French Defence Minister Alain Juppe and his German counterpart Karl-Theodor zu Guttenberg attended a ceremony to mark the event, with Juppe hailing “a new impetus to move forward the construction of Europe.”
Guttenberg stressed that “the cooperation between our two countries benefits all of Europe” as the 291st Infantry Battalion received its colours under a driving rain.
Merkel and Sarkozy, who held talks in the southwestern city of Freiburg on Friday, also hailed the troops’ arrival.
“German soldiers are today welcome in France,” Merkel told a joint press conference. “For me, that has great symbolism, after all the misdeeds Germany was guilty of during the Nazi era.”
Sarkozy said: “It is an honour for us to receive German soldiers in a peaceful context on the French Republic’s territory.”
“I was always surprised that the Franco-German Brigade only consisted of French soldiers stationed in Germany. We are two sovereign nations, two countries at peace, two countries that founded Europe,” he said, in apparent reference to the European Union’s 1952 forerunner, the European Coal and Steel Community.

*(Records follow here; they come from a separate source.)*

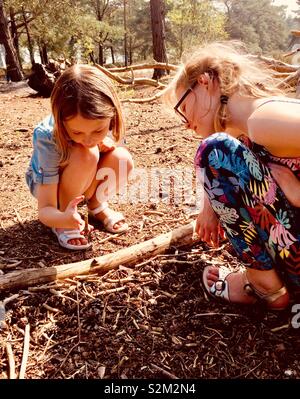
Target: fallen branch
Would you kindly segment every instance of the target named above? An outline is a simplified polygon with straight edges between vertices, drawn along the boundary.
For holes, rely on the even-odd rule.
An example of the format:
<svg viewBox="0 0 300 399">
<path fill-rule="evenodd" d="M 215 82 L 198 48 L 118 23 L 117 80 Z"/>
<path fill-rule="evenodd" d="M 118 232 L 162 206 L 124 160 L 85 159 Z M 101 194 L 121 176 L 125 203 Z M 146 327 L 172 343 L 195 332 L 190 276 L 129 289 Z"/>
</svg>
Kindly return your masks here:
<svg viewBox="0 0 300 399">
<path fill-rule="evenodd" d="M 300 79 L 300 68 L 298 68 L 296 72 L 291 73 L 287 78 L 285 78 L 282 82 L 280 82 L 278 87 L 284 89 L 289 86 L 290 87 L 297 86 L 299 79 Z"/>
<path fill-rule="evenodd" d="M 148 241 L 121 249 L 115 253 L 95 259 L 83 260 L 59 266 L 16 270 L 0 276 L 0 291 L 28 287 L 35 284 L 49 283 L 80 274 L 106 273 L 120 265 L 135 264 L 157 254 L 165 252 L 172 246 L 191 245 L 199 238 L 194 238 L 195 222 L 178 227 L 168 233 L 160 234 Z"/>
<path fill-rule="evenodd" d="M 112 80 L 115 80 L 116 82 L 121 83 L 121 84 L 132 85 L 132 86 L 149 85 L 149 86 L 154 86 L 154 87 L 158 87 L 158 88 L 166 87 L 166 85 L 164 85 L 154 79 L 146 79 L 146 78 L 134 79 L 133 76 L 131 77 L 131 79 L 123 79 L 123 78 L 120 78 L 120 76 L 113 74 L 112 72 L 110 72 L 108 69 L 104 68 L 101 65 L 95 64 L 95 67 L 98 68 L 100 71 L 102 71 L 106 76 L 108 76 Z M 133 75 L 133 72 L 132 72 L 132 75 Z"/>
<path fill-rule="evenodd" d="M 114 67 L 107 68 L 110 72 L 128 72 L 130 70 L 137 71 L 139 69 L 164 69 L 167 71 L 177 71 L 178 65 L 173 64 L 165 64 L 163 62 L 155 62 L 152 64 L 137 64 L 130 65 L 128 67 Z"/>
<path fill-rule="evenodd" d="M 286 62 L 275 60 L 274 58 L 263 57 L 262 55 L 249 55 L 248 57 L 250 59 L 254 58 L 263 61 L 269 68 L 276 72 L 295 72 L 298 69 L 297 65 L 287 64 Z"/>
<path fill-rule="evenodd" d="M 125 98 L 124 100 L 121 100 L 122 103 L 136 103 L 136 104 L 143 104 L 143 103 L 150 103 L 152 101 L 157 100 L 159 97 L 161 97 L 163 92 L 157 93 L 152 97 L 147 97 L 147 98 Z"/>
</svg>

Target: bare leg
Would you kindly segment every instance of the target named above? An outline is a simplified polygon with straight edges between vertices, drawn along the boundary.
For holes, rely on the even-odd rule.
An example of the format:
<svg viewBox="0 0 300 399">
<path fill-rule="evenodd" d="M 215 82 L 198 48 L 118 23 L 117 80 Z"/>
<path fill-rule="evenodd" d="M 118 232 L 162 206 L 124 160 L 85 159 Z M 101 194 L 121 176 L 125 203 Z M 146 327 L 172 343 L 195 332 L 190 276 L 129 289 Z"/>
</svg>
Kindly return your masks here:
<svg viewBox="0 0 300 399">
<path fill-rule="evenodd" d="M 117 147 L 115 150 L 101 154 L 98 164 L 98 170 L 103 176 L 101 180 L 94 179 L 85 195 L 89 199 L 89 208 L 97 208 L 99 197 L 103 201 L 111 199 L 115 193 L 118 193 L 128 181 L 128 175 L 133 169 L 133 160 L 130 153 L 123 147 Z M 106 171 L 108 174 L 106 175 Z M 113 178 L 111 178 L 113 176 Z M 102 202 L 101 200 L 101 202 Z M 103 221 L 109 213 L 109 209 L 104 210 L 96 215 L 96 218 Z M 121 227 L 123 221 L 114 225 L 114 228 Z"/>
<path fill-rule="evenodd" d="M 59 181 L 59 209 L 65 210 L 69 202 L 82 195 L 95 179 L 99 161 L 98 147 L 85 148 L 74 145 L 68 165 L 63 170 Z M 86 244 L 86 238 L 71 239 L 73 245 Z"/>
</svg>

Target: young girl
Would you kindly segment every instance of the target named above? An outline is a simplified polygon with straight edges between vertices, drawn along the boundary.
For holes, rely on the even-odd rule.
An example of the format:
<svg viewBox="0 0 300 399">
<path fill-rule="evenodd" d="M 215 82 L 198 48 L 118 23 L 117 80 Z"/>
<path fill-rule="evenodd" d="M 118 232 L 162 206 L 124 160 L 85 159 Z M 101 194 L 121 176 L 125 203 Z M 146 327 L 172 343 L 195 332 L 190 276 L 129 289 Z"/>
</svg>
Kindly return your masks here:
<svg viewBox="0 0 300 399">
<path fill-rule="evenodd" d="M 204 140 L 195 166 L 205 189 L 196 231 L 223 230 L 245 270 L 207 266 L 214 297 L 282 309 L 300 287 L 300 100 L 237 43 L 199 49 L 166 90 L 185 127 Z M 217 133 L 216 133 L 217 132 Z"/>
<path fill-rule="evenodd" d="M 133 167 L 129 152 L 116 147 L 125 131 L 120 101 L 96 67 L 74 65 L 57 80 L 51 108 L 52 115 L 34 130 L 26 181 L 38 200 L 40 221 L 52 227 L 60 245 L 86 249 L 91 243 L 77 210 L 84 198 L 106 230 L 128 229 L 124 216 L 107 203 Z"/>
</svg>

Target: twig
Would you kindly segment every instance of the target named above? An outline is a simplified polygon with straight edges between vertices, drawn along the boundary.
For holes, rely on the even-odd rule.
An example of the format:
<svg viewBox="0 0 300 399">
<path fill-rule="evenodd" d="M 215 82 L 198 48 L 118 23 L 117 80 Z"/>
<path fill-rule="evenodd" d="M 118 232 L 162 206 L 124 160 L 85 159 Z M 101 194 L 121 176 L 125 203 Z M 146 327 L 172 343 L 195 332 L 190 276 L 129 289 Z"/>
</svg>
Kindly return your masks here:
<svg viewBox="0 0 300 399">
<path fill-rule="evenodd" d="M 97 294 L 97 296 L 98 296 L 98 295 L 111 294 L 112 292 L 123 291 L 123 290 L 125 290 L 126 288 L 127 288 L 127 287 L 124 286 L 124 287 L 112 288 L 111 290 L 99 291 L 98 294 Z"/>
<path fill-rule="evenodd" d="M 169 371 L 164 370 L 163 368 L 157 366 L 156 364 L 151 363 L 151 367 L 153 367 L 154 369 L 160 371 L 165 377 L 168 377 L 171 380 L 178 380 L 178 377 L 175 374 L 172 374 Z"/>
<path fill-rule="evenodd" d="M 9 366 L 9 379 L 15 380 L 16 379 L 16 371 L 15 371 L 15 358 L 12 351 L 12 347 L 10 342 L 6 342 L 6 353 L 8 357 L 8 366 Z"/>
<path fill-rule="evenodd" d="M 159 211 L 146 211 L 146 212 L 144 212 L 144 215 L 165 216 L 165 212 L 159 212 Z"/>
<path fill-rule="evenodd" d="M 21 362 L 19 379 L 23 380 L 25 378 L 27 359 L 29 354 L 29 341 L 30 341 L 30 324 L 27 324 L 25 327 L 25 337 L 24 337 L 24 348 L 23 348 L 23 357 Z"/>
<path fill-rule="evenodd" d="M 64 358 L 64 360 L 62 361 L 61 365 L 59 366 L 59 368 L 54 372 L 54 374 L 51 376 L 51 378 L 54 378 L 56 376 L 56 374 L 59 372 L 59 370 L 63 367 L 63 365 L 66 363 L 68 357 L 70 356 L 70 353 L 73 351 L 73 349 L 75 349 L 78 345 L 80 344 L 80 342 L 78 341 L 75 345 L 72 346 L 72 348 L 69 350 L 69 352 L 66 354 L 66 357 Z"/>
<path fill-rule="evenodd" d="M 202 316 L 232 316 L 232 317 L 246 317 L 242 314 L 236 313 L 218 313 L 218 312 L 209 312 L 209 313 L 197 313 L 194 314 L 193 317 L 202 317 Z"/>
<path fill-rule="evenodd" d="M 122 233 L 117 233 L 117 234 L 114 234 L 114 235 L 110 235 L 109 237 L 103 238 L 103 240 L 98 241 L 97 244 L 103 244 L 104 242 L 113 240 L 114 238 L 119 237 L 122 234 L 124 234 L 123 231 L 122 231 Z"/>
<path fill-rule="evenodd" d="M 173 150 L 175 147 L 177 147 L 177 144 L 170 145 L 169 147 L 165 148 L 164 151 Z"/>
<path fill-rule="evenodd" d="M 272 328 L 272 332 L 277 332 L 277 331 L 280 331 L 280 330 L 284 330 L 285 328 L 289 328 L 289 324 L 283 324 L 282 326 L 280 326 L 280 327 L 275 327 L 275 328 Z"/>
<path fill-rule="evenodd" d="M 76 286 L 76 299 L 77 299 L 77 323 L 78 323 L 78 343 L 81 341 L 81 322 L 80 322 L 80 307 L 78 297 L 78 282 Z"/>
<path fill-rule="evenodd" d="M 14 211 L 15 211 L 15 214 L 16 214 L 16 216 L 17 216 L 18 222 L 19 222 L 20 225 L 23 227 L 23 229 L 25 229 L 23 220 L 21 219 L 21 216 L 20 216 L 19 212 L 16 210 L 16 208 L 14 208 Z"/>
</svg>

The community was set up in the wake of World War II with the explicit aim of making another conflict between France and Germany materially impossible by creating industrial interdependence.
German soldiers have been arriving at the base since April and took part in November 11 Armistice Day commemorations alongside their French counterparts for the first time.
Two French regiments within the Franco-German Brigade, which became operational in 1989 and consists of around 5,400 troops, are stationed in southwestern Germany, at Donaueschingen and Immendingen.
The German battalion is to be stationed in Alsace, a region that changed hands several times between France and Germany over the centuries.